A UK government list of top-ranked global universities giving graduates eligibility for “High Potential Individual” visas has added two Chinese institutions and lost two US ones, but the scheme remains too focused on North American universities, according to an immigration lawyer.
The High Potential Individual visa grants the right to work in the UK for two years – three after a PhD – to graduates of selected prestigious foreign universities. It’s an equivalent to the post-study work visa granted to overseas graduates of UK universities.
To be eligible, graduates must have graduated in the last five years from a university that featured, in the year they graduated, in the top 50 of two out of three global university rankings: Times Higher Education, QS and the Academic Ranking of World Universities, known as the Shanghai Ranking.
The Home Office, which announced the visa scheme in 2022, has now published its latest version of the list of institutions.

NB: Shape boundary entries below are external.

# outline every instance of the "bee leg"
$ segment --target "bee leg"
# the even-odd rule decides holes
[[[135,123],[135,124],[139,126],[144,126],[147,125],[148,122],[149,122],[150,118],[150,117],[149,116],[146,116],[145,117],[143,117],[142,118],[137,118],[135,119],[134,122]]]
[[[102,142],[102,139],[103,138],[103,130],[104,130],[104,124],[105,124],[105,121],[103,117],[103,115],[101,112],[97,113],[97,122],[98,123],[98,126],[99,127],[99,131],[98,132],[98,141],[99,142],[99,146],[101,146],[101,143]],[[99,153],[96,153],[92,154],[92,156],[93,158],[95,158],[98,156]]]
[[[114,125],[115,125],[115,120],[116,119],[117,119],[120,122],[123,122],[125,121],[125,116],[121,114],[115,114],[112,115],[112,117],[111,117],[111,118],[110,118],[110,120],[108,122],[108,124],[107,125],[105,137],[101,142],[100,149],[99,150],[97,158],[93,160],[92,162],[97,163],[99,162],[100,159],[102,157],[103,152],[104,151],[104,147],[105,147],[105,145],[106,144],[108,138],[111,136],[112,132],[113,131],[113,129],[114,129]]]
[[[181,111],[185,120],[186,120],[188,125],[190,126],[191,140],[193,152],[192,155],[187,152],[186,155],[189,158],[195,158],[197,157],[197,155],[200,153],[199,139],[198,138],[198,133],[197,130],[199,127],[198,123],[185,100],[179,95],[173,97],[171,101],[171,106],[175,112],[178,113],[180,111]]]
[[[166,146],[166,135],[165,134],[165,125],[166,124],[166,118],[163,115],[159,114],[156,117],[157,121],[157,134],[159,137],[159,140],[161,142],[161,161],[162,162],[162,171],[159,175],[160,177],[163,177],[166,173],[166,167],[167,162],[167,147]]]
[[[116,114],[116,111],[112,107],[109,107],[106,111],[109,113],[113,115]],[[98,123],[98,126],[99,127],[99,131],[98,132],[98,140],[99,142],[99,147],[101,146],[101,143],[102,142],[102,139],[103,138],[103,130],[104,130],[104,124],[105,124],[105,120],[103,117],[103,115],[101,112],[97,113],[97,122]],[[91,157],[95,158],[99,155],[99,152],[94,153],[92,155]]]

In the 2023 version, Fudan University, Shanghai Jiao Tong University and Delft University of Technology are newcomers to a list comprising 39 institutions; while the Chinese University of Hong Kong, the University of Illinois at Urbana-Champaign, the University of Texas at Austin and the University of Queensland drop off the list.
But the limited shuffling of the pack will do little to allay the concerns of critics who think the Home Office has made the visa too geographically restricted. Phil Baty, THE’s chief global affairs officer, previously said it was a “big problem” that none of the selected universities were from Africa, Latin America or South Asia.
Joanna Hunt, director of immigration at law firm Fieldfisher, said it was “a scheme that could do more – there is more potential in the High Potential route that could be exploited”.
She added: “In some ways it’s a very nice visa. It’s straightforward: you’ve got a degree from one of these universities and you can get a two-year visa to go and work in the UK, which is a great way to get [overseas] graduates to start work [in the UK] and get a foothold in the labour market.”
However, the list is “still heavily tilted towards North America”, she continued.
North American institutions make up 22 out of the 39 institutions – 19 from the US, three from Canada.
There are now five Chinese universities on the list – but none from India.
“You are fighting for graduates in a labour market that is already pretty tough; the salaries tend to be higher in the US,” said Ms Hunt.
“The idea you’re going to attract graduates from the US, who could be offered better salaries in their home country, to come to the UK – it’s a tough sell.”
The inclusion of Indian or South American universities could make the visa scheme “really exciting”, Ms Hunt said.
The Home Office had made an “arbitrary” choice in limiting the list to top-50 institutions – “it could be a top 80…that maybe would scoop up other countries as well”, she argued.
Ms Hunt said she knew clients in some sectors of industry who were “desperate” for highly skilled graduates.
“If they knew, for instance, that all the top people from a university in India could come in for a two-year visa, then that would be revolutionary for them,” she added.
“There’s ways they [the Home Office] could easily tweak the rules of the visa to make it broader and more inclusive for a wider range of applicants from a broader range of countries, which would certainly be welcomed by employers in the UK.”